Melilla al ministro Fedeli: ispettori alla d’Annunzio

11 Marzo 2017

Il caso del senatore De Carolis punito esplode alla Camera con un’interrogazione La solidarietà del prof Capasso. Dopo l’assemblea parte il ricorso al giudice

CHIETI. Ispettori ministeriali alla d’Annunzio, «un’università che negli ultimi anni, si è caratterizzata per le pessime relazioni sindacali con i suoi dipendenti». A sollecitare l’intervento ispettivo è Gianni Melilla, deputato deputato del Movimento democratico e progressista, che ha presentato un’interrogazione a risposta scritta al ministro dell’istruzione università e ricerca, Valeria Fedeli, dopo la sospensione del senatore accademico Goffredo De Carolis, “colpevole”, secondo il direttore generale Filippo Del Vecchio, di aver compromesso l’immagine dell’ateneo per aver rivelato notizie alla stampa e “persino” al Dipartimento della Funzione pubblica.

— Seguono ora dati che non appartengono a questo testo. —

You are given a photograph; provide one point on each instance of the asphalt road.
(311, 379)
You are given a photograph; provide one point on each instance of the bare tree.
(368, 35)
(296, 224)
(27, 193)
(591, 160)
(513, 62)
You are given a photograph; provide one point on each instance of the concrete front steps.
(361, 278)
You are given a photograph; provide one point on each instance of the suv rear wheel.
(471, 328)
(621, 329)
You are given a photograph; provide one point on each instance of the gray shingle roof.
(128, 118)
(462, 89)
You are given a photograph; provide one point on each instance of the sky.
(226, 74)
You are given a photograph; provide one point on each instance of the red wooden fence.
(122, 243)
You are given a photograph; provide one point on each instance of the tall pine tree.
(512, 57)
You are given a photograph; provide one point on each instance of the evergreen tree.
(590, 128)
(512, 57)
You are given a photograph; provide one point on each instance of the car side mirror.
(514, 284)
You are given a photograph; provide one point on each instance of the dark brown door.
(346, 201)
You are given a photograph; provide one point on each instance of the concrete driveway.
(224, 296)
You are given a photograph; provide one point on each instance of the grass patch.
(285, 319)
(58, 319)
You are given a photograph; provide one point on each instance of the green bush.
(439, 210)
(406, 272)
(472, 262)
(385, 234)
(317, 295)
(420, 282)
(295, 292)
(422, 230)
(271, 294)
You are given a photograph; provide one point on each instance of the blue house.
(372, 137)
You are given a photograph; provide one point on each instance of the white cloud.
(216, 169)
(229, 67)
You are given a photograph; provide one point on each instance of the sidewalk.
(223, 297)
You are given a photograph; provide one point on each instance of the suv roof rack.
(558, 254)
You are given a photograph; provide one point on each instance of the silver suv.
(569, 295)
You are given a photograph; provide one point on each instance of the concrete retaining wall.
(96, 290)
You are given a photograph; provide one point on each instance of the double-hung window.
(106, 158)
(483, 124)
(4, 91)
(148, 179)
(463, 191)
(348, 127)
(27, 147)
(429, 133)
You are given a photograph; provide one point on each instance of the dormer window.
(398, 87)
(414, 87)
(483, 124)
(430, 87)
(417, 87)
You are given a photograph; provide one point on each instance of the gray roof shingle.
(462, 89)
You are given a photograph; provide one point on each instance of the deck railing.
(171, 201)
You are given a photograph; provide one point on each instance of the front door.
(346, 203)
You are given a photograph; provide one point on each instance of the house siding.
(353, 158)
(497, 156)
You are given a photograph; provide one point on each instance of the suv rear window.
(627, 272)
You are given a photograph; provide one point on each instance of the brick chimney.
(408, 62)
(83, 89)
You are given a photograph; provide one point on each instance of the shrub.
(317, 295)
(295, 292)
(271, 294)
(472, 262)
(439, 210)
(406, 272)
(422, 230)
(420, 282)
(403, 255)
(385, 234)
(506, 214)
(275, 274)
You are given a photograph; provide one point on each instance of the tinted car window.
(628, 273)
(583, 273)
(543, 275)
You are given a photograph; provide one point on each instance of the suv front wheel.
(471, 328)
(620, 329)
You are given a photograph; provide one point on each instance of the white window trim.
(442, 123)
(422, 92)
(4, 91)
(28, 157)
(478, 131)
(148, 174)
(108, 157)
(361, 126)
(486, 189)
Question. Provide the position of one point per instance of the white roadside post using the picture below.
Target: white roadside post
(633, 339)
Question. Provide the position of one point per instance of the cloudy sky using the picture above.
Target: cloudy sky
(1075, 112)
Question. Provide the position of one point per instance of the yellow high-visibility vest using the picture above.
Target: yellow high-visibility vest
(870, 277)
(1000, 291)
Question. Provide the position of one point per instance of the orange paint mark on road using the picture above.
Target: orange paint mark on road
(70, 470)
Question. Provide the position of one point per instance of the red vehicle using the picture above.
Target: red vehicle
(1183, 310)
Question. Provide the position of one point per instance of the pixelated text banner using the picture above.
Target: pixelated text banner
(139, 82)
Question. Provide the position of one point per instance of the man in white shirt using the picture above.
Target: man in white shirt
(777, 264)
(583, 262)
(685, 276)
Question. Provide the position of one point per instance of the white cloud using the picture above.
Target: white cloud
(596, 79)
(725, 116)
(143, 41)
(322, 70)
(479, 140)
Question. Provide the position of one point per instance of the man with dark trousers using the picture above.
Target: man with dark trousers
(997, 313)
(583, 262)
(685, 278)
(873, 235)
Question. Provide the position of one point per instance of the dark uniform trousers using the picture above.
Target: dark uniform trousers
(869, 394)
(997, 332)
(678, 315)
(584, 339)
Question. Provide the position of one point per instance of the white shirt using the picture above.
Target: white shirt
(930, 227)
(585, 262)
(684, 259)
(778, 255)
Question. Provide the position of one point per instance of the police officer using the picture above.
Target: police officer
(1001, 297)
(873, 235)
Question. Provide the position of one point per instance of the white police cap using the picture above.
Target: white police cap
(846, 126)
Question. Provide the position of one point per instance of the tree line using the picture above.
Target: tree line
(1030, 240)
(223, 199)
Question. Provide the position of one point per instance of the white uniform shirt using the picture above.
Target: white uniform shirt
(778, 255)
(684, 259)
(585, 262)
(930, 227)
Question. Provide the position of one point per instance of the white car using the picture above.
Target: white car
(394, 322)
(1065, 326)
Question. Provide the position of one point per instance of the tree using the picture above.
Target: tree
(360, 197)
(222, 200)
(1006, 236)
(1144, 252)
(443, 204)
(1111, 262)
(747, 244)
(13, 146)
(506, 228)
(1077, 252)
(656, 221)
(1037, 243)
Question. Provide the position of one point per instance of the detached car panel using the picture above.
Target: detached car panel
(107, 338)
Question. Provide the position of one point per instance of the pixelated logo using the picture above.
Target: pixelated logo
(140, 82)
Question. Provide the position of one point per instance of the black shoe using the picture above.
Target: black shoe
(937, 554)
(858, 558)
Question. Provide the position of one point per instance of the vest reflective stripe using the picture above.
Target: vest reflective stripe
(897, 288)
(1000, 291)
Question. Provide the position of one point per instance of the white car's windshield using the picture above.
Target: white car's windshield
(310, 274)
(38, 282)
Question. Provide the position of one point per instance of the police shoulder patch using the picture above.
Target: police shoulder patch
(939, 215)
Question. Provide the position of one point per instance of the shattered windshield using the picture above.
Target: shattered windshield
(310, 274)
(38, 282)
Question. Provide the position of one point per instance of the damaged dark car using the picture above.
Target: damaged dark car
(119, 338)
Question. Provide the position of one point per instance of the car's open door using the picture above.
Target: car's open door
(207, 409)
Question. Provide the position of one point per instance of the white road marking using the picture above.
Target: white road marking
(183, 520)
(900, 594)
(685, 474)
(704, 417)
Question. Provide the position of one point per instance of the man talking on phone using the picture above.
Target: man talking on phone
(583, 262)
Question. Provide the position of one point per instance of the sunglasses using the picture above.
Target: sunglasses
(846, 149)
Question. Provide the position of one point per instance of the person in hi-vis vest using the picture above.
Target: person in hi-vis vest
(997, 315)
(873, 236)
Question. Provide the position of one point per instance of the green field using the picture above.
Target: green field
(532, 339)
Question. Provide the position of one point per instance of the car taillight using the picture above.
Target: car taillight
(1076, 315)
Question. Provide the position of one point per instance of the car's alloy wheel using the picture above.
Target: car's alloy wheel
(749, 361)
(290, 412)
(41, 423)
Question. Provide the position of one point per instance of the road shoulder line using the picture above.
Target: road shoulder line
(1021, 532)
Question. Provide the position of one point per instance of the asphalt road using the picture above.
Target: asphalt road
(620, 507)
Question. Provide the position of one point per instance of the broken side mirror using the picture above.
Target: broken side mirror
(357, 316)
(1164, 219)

«La sospensione per tre mesi dal lavoro e dallo stipendio del lavoratore dell’Università statale d’Annunzio, dirigente sindacale e componente del Senato accademico», ha detto Melilla alla Camera, «è un atto di grave condotta antisindacale nei confronti di una persona che da anni si batte per i diritti dei dipendenti dell’Università d’Annunzio. Purtroppo, da anni l’ateneo è attraversato da vicende giudiziarie, lotte di potere e personali che hanno gravemente danneggiato la sua immagine pubblica, e conseguentemente quella del sistema universitario nazionale. Le relazioni sindacali», aggiunge Melilla, «sono da troppo tempo ispirate a logiche di scontro e di umiliazione dei diritti contrattuali ed economici dei lavoratori. La legge e il contratto tutelano l’attività sindacale stabilendo che i sindacalisti, nell’esercizio delle loro funzioni, non sono soggetti alla subordinazione gerarchica ». Il deputato ricorda anche che Cgil e Cisl hanno già denunciato questa condotta, solidarizzando con De Carolis.

Per questo Melilla chiede al ministro «se non intenda accertare i fatti denunciati al fine di evitare una condotta antisindacale inaccettabile e lesiva di un diritto tutelato dalla Costituzione. Questo fatto», conclude il deputato del nuovo Movimento democratico e progressista, «la dice lunga su come, anche nella pubblica amministrazione, i diritti dei lavoratori siano calpestati e vilipesi. Ho presentato un’interrogazione al Ministro dell’istruzione, perché accerti immediatamente i fatti e disponga un’ispezione».

E dopo il flash mob organizzato mercoledì dal professor Paolo Fusero, scende in campo anche il professor Luigi Capasso, che esprime «totale solidarietà al senatore De Carolis. Sono indignato da quanto accaduto», afferma, «e ritengo che la situazione attuale sia inaccettabile; pertanto mi metto a disposizione di tutte le organizzazioni dei lavoratori della d’Annunzio, sia per individuare le necessarie e urgenti forme di solidarietà al collega De Carolis, sia per mettere in atto l’ineludibile azione collettiva che deve ottenere l’immediato ripristino di relazioni sindacali corrette e di relazioni umane civili. Mi piace ricordare a tutti, in questa occasione, che quattro lavoratrici della Cooperativa “Leonardo”, già in servizio presso il Museo universitario, sono state licenziate nello scorso mese di gennaio: un episodio che rafforza il clima vessatorio», dice Capasso in un documento diffuso nel mondo accademico, «creatosi nella nostra Università nei confronti dei nostri lavoratori, rendendo precario il lavoro di tutti quanti contribuiscono alla vita del nostro Ateneo».

Intanto i sindacati hanno proclamato per martedì prossimo l’assemblea generale del personale, alla quale potrebbe seguire lo sciopero. Nel frattempo l’avvocato Leo Brocchi, che rappresenta De Carolis, ha già preparato il ricorso contro la sospensione del suo assistito, dal servizio e dallo stipendio.